As anyone with knowledge of blaxploitation cinema knows, Moore and his friends eventually mount a low-budget film production to bring the Dolemite character to the masses, the kind of bootstrap production that involves taking loans, asking for favors, recruiting bewildered white film students, and asking each and every person in Moore’s life to contribute to the production in ways that are generally above their pay grade. Murphy’s enthusiasm is balanced by the deep bench of supporting players, with Craig Robinson, Mike Epps, Titus Burgess, and Da’Vine Joy Randolph all turning in strong work as crew and actors whose enthusiasm to help their friend achieve his dream outweighs their lack of experience. As the high-minded writer who wants to infuse Moore’s crass humor with social commentary, Keegan-Michael Key is the hilarious audience stand-in that helps remind us that yes, this is all ridiculous. As the seasoned actor with high aspirations who gets recruited to direct the film, Wesley Snipes reminds us he’s one of the absolute best actors Hollywood has been misusing for too long.

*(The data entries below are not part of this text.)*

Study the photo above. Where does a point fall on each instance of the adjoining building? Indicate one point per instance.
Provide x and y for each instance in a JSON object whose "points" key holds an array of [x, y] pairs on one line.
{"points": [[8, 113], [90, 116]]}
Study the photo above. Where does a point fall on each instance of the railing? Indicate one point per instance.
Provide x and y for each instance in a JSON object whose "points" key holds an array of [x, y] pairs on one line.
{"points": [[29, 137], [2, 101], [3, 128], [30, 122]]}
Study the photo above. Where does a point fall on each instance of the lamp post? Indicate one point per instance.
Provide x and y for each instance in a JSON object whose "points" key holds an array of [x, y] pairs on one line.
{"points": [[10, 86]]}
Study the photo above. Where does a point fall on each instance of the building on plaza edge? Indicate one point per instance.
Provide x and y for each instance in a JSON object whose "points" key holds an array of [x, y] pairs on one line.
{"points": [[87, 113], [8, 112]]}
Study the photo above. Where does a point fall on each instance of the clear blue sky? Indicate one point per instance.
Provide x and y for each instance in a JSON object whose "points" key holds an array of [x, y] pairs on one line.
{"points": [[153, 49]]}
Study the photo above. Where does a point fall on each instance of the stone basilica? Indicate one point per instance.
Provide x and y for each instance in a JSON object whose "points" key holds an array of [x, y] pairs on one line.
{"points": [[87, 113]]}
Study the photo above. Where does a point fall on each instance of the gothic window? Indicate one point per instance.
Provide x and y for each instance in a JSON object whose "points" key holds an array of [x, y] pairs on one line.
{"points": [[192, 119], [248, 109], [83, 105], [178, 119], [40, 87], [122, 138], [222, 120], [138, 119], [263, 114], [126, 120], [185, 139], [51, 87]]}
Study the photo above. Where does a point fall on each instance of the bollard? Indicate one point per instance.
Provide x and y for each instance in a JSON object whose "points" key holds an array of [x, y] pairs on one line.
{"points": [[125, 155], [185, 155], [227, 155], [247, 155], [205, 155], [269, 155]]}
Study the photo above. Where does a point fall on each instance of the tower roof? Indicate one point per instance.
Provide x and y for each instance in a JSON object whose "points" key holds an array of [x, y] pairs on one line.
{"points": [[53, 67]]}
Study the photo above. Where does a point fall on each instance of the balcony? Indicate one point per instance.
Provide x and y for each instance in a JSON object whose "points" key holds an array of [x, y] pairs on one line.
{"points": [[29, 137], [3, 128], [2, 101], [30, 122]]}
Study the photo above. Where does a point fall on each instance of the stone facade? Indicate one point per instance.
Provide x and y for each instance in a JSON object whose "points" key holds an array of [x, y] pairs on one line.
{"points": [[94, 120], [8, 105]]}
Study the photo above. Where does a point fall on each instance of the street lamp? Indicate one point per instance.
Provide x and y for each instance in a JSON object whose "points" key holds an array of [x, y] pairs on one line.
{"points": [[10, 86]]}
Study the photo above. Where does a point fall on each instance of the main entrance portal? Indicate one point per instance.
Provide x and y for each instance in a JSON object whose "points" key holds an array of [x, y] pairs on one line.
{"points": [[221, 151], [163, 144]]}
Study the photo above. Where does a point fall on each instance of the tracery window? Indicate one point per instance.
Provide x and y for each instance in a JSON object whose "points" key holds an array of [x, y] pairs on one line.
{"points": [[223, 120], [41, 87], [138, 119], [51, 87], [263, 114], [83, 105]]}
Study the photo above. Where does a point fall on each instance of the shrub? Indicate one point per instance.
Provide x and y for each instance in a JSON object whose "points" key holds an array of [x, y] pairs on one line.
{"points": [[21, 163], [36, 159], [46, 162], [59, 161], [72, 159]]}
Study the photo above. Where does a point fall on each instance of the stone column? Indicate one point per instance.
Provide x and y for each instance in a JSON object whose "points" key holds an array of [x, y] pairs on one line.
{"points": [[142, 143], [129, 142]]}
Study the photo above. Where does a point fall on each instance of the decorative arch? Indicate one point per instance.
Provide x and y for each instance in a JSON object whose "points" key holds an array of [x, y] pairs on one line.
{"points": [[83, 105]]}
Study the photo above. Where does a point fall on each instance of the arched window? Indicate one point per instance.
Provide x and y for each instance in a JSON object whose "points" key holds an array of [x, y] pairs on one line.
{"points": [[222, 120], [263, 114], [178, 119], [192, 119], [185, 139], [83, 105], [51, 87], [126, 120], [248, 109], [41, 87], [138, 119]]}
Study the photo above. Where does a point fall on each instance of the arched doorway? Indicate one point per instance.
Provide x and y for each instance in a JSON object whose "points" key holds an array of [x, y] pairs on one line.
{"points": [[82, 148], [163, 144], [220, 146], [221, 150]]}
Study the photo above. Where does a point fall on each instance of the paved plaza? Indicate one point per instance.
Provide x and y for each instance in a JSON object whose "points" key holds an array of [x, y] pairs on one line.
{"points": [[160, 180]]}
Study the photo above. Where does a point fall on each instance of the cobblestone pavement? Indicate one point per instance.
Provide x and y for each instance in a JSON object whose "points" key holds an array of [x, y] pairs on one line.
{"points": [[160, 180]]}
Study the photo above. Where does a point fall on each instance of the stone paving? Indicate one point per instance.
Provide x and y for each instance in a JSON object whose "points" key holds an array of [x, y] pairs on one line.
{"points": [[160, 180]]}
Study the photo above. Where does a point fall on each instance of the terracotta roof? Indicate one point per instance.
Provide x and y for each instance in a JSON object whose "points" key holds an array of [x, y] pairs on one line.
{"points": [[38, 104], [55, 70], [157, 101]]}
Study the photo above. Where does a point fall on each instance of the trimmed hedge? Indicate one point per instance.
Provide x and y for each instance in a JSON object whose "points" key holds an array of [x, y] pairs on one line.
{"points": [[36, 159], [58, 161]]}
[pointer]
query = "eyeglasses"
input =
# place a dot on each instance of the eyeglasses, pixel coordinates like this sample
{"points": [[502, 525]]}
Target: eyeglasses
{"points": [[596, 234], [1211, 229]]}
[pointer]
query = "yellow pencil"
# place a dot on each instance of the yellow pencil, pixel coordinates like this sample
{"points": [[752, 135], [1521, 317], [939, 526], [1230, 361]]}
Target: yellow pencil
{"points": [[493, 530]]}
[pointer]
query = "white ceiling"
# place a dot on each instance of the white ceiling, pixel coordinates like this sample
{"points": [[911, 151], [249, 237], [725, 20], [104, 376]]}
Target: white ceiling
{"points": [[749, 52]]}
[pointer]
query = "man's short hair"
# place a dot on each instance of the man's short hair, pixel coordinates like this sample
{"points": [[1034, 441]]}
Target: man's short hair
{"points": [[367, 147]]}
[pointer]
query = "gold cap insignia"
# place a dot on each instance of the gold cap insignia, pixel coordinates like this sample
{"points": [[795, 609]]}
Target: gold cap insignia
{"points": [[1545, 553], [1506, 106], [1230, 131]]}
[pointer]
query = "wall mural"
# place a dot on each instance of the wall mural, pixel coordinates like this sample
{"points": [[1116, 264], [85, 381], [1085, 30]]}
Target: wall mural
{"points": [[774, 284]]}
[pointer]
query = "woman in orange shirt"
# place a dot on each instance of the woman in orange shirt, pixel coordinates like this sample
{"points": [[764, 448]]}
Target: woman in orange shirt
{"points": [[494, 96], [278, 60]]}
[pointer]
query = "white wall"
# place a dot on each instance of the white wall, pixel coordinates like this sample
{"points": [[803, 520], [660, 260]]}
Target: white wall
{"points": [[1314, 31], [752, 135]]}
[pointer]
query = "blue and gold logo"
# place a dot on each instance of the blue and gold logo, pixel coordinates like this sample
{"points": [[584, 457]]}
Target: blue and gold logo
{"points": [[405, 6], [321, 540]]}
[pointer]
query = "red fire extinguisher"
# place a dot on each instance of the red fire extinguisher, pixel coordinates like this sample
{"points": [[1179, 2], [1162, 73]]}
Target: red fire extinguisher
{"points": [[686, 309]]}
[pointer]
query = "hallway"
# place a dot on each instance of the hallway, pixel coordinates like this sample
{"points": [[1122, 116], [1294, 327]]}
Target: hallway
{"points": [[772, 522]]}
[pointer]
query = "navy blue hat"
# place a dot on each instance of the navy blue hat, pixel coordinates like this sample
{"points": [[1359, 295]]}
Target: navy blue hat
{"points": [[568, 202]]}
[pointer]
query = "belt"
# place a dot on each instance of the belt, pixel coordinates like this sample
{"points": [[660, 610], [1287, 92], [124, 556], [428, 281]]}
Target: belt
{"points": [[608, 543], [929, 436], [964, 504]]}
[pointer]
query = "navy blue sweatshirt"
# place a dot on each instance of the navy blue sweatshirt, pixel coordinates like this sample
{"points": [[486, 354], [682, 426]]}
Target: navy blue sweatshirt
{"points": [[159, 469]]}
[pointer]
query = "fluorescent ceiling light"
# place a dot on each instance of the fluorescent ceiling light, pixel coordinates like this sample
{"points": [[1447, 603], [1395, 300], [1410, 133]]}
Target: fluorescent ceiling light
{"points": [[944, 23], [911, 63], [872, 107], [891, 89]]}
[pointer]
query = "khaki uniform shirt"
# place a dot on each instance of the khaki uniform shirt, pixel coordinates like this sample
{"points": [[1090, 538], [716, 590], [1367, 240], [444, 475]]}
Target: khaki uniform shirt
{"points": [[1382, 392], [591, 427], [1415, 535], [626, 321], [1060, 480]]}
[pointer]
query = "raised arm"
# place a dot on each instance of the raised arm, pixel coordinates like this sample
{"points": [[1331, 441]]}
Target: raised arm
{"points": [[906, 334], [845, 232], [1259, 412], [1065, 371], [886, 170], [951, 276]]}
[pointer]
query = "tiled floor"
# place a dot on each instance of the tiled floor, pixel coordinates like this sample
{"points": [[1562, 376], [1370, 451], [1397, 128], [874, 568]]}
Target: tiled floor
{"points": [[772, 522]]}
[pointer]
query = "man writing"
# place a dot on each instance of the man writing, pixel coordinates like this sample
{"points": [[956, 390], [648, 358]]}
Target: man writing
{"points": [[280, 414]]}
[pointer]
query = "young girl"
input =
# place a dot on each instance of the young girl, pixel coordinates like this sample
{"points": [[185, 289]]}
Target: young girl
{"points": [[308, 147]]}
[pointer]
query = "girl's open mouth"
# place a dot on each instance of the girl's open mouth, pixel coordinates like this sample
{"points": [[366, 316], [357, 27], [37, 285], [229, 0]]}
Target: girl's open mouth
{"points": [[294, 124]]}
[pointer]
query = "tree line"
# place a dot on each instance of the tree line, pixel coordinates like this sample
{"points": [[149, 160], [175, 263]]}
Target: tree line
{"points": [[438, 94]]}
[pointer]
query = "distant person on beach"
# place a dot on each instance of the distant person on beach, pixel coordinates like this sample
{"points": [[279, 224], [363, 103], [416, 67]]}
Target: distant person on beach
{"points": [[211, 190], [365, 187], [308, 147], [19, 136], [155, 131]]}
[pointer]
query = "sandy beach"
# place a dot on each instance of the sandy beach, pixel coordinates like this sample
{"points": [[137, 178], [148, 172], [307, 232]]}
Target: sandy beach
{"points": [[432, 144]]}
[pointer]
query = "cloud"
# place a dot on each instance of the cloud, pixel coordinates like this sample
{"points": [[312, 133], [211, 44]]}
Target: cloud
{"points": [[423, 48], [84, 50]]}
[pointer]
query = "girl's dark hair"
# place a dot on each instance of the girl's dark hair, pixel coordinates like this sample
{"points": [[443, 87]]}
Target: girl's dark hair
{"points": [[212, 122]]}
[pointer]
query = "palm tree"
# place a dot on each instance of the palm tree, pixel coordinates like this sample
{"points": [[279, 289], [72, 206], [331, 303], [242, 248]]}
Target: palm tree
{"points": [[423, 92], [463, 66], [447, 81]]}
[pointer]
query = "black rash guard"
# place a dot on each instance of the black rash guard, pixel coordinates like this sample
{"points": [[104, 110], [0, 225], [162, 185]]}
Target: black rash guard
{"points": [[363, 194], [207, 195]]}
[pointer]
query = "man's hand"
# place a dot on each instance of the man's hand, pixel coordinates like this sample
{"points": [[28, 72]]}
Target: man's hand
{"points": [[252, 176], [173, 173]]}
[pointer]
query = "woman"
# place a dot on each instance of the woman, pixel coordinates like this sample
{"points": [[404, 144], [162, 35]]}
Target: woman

There’s a powerful energy of Dolemite is My Name, a sense of positivity that proves downright infectious. Like Ed Wood, this is a movie about why we make and why we watch movies. Like Ed Wood, this is a movie about raw vision proving more important than any kind of training. Like Ed Wood, this movie rests on the shoulders of an ensemble so lovable that even when the film verges on hokey, we’re so deep in it that we let our hearts swell rather than repel the sweetness. Am I doing this film a disservice because I keep on comparing it to another film? I hope not. After all, it’s only the spiritual sequel to one of my favorite movies of all time. And goodness, that has to be enough.